Similarity, Compression and Local Steps: Three Pillars of Efficient Communications for Distributed Variational Inequalities

TL;DR

This paper introduces a novel combination of similarity, compression, and local steps techniques to improve communication efficiency in distributed variational inequality problems, applicable to large-scale machine learning tasks.

Contribution

It presents the first integrated approach combining three techniques for variational inequalities, achieving superior theoretical communication complexity guarantees.

Findings

The proposed methods outperform existing approaches in communication efficiency.

Theoretical guarantees are validated through experiments on synthetic and real datasets.

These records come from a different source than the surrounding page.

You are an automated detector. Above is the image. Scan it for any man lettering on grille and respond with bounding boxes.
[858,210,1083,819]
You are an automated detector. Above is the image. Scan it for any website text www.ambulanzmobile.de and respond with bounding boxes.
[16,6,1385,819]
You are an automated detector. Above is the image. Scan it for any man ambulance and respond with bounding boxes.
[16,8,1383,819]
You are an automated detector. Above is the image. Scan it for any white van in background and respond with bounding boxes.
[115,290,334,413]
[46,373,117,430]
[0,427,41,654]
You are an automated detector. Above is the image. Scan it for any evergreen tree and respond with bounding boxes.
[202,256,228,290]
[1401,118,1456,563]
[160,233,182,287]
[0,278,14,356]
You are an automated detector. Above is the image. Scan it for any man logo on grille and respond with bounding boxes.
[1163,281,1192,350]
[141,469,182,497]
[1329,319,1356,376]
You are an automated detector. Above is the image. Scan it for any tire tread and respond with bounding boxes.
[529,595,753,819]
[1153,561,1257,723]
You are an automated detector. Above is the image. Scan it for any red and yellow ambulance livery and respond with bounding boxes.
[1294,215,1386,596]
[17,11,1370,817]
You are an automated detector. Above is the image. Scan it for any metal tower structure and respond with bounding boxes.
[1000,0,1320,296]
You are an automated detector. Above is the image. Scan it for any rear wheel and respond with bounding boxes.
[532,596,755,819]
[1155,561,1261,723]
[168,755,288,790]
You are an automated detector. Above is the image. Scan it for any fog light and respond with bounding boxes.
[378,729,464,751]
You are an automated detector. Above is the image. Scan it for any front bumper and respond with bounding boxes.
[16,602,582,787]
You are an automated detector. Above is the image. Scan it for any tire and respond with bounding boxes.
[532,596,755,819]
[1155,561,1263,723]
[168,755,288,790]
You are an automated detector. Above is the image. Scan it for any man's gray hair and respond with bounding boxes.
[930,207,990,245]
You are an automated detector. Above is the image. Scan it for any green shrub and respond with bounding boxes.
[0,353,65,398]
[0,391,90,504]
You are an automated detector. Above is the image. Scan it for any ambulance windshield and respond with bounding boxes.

Significant reduction in communication rounds and costs in distributed settings.

Abstract

Variational inequalities are a broad and flexible class of problems that includes minimization, saddle point, and fixed point problems as special cases. Therefore, variational inequalities are used in various applications ranging from equilibrium search to adversarial learning. With the increasing size of data and models, today's instances demand parallel and distributed computing for real-world machine learning problems, most of which can be represented as variational inequalities. Meanwhile, most distributed approaches have a significant bottleneck - the cost of communications. The three main techniques to reduce the total number of communication rounds and the cost of one such round are the similarity of local functions, compression of transmitted information, and local updates. In this paper, we combine all these approaches. Such a triple synergy did not exist before for variational inequalities and saddle problems, nor even for minimization problems. The methods presented in this paper have the best theoretical guarantees of communication complexity and are significantly ahead of other methods for distributed variational inequalities. The theoretical results are confirmed by adversarial learning experiments on synthetic and real datasets.